Gradient hydrogels based on photo-initiated polymerization-induced self-assembly

Gradient materials enable performance optimization by adjusting composition or structure across one or more dimensions while minimizing interfacial incompatibility. However, current preparation procedures are often complicated, requiring multiple steps and complex post-processing. In this study, we report the fabrication of a unidirectional mechanical gradient hydrogel via a one-pot synthesis enabled by reversible addition-fragmentation chain transfer (RAFT)-mediated polymerization-induced self-assembly (PISA). Through concurrent photo-initiated RAFT polymerization and macro-CTA end-group cleavage, compositional and structural gradients were simultaneously created based on the distance from the light source.
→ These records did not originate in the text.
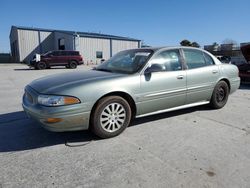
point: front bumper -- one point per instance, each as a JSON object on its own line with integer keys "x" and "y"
{"x": 73, "y": 117}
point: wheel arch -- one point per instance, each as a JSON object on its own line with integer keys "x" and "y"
{"x": 122, "y": 94}
{"x": 227, "y": 81}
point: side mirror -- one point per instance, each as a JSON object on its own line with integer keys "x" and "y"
{"x": 155, "y": 68}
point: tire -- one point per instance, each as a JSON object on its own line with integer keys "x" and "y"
{"x": 220, "y": 95}
{"x": 110, "y": 117}
{"x": 73, "y": 64}
{"x": 41, "y": 65}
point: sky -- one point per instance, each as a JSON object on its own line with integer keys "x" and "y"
{"x": 156, "y": 22}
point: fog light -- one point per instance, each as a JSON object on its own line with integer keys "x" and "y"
{"x": 53, "y": 120}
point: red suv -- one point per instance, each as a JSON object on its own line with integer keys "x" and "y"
{"x": 69, "y": 59}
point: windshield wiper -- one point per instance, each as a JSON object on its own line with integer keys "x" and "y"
{"x": 102, "y": 69}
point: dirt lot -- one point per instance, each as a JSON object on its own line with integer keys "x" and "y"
{"x": 197, "y": 147}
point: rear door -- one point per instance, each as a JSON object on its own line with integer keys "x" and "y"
{"x": 202, "y": 75}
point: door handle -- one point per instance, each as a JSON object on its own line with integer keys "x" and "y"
{"x": 180, "y": 77}
{"x": 214, "y": 71}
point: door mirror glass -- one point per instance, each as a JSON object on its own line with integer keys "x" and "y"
{"x": 155, "y": 68}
The near-light region displays a structure of disordered spheres primarily composed of triblock copolymer, while the far-light region features bicontinuous structure with a higher homopolymer content. This gradient design results in significantly different mechanical properties such as strength, resilience, modulus, and loss factors across the hydrogel. Moreover, gradient hydrogel demonstrates exceptional impact resistance, where the soft region efficiently absorbs and dissipates energy while the hard region provides structural support. This study highlights the potential of PISA in developing high-performance gradient materials with tailored mechanical properties, offering promising applications in protective sports equipment, energy absorption systems, soft robotics, and biomedical implants.